ペルセウスはアンドロメダ姫に求愛し、二人は結ばれ幸せに暮らしました。

***********************************

「うーん、おきまりのお約束といった恋愛話ですね」
「こうして話してみると、少女趣味の"白馬に乗った王子様"ともちょっと似ている。
 今回の部分だけでなく、アテネとかメデゥーサの話なんかも知っていると背景が分かって面白みも増すが、それは別の機会に話してあげよう。
 ただな、こういう話は、DQのような竜退治モノのRPGのシナリオとかによく似たモノがあるだろ?」
「そうですね。
 "白馬に乗った王子様"なんて、少女趣味の恋愛の典型ですから」
「これでアイスはチャラだぞ?」
「祐一さんが恋愛話をしてくれたということで、特別に許してあげます。
 でも、明日もお話してくれないとダメです」
「お前な〜!」

「ペルセウスの物語のアンドロメダ姫の部分ね〜」(にやり)
横で静かに読書と書き物をしていた香里が突然口を開いた。

「お姉ちゃん、知ってるの?」
「当然よ。
 演劇部の部長ともあろう者が古典のギリシア神話を読んだことないなんてこと、あると思う?」
「ホラ見ろ、栞。俺の言ったとおりじゃないか。
 恋愛ドラマや恋愛小説ばかり見てるから、感性が乏しくなるんだぞ?」
「えぅー、反省します」

「でも、相沢君。
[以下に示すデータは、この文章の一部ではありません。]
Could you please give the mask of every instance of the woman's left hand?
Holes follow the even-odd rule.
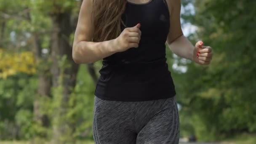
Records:
[[[203,43],[199,41],[195,45],[194,51],[194,61],[202,65],[209,65],[212,59],[212,48],[203,45]]]

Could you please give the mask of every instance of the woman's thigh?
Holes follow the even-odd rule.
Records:
[[[179,144],[179,122],[175,98],[164,101],[161,100],[157,103],[162,104],[159,107],[161,109],[159,109],[143,125],[138,133],[136,144]]]
[[[95,97],[93,124],[95,144],[136,144],[132,104]]]

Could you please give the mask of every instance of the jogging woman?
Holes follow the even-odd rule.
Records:
[[[165,44],[203,65],[212,49],[193,46],[181,27],[180,0],[83,0],[72,56],[103,60],[95,90],[96,144],[178,144],[176,93]]]

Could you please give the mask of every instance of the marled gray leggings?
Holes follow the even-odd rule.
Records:
[[[95,97],[93,112],[96,144],[179,144],[175,97],[130,102]]]

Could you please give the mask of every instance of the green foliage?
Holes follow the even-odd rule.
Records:
[[[193,114],[187,118],[193,120],[191,124],[201,140],[256,132],[256,11],[250,10],[256,3],[189,1],[194,4],[195,14],[183,17],[198,27],[190,38],[202,38],[213,48],[214,56],[210,66],[190,64],[180,75],[184,81],[179,100],[189,108],[184,108],[186,112]]]

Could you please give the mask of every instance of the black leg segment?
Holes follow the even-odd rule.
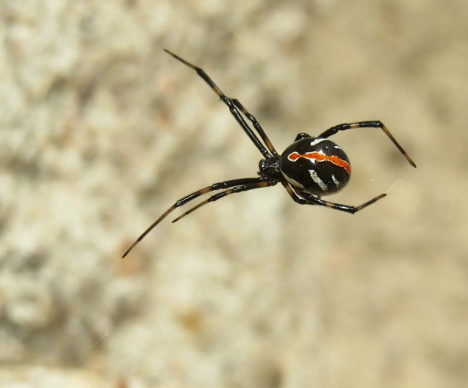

妹の感性が乏しいなんて、よく本気で言えたわね〜〜〜。
 ちょっと見逃せないわよ。
 そうね〜……決まり。
 今ね、次の文化祭の演劇の脚本書いていたの。
 その神話を題材にして、今度の文化祭、演劇部の公演で演じてもらいましょう。
 相沢君と栞には、ペルセウス王子とアンドロメダ姫をそれぞれ演じて貰うわね。
 妹は相沢君とドラマを演じたいだろうから聞くまでもなくOKよね。
 加えて、感性の豊かな相沢君ならもちろんOKでしょ〜。
 相沢君が主役なら、立見を含めて満席間違いなし。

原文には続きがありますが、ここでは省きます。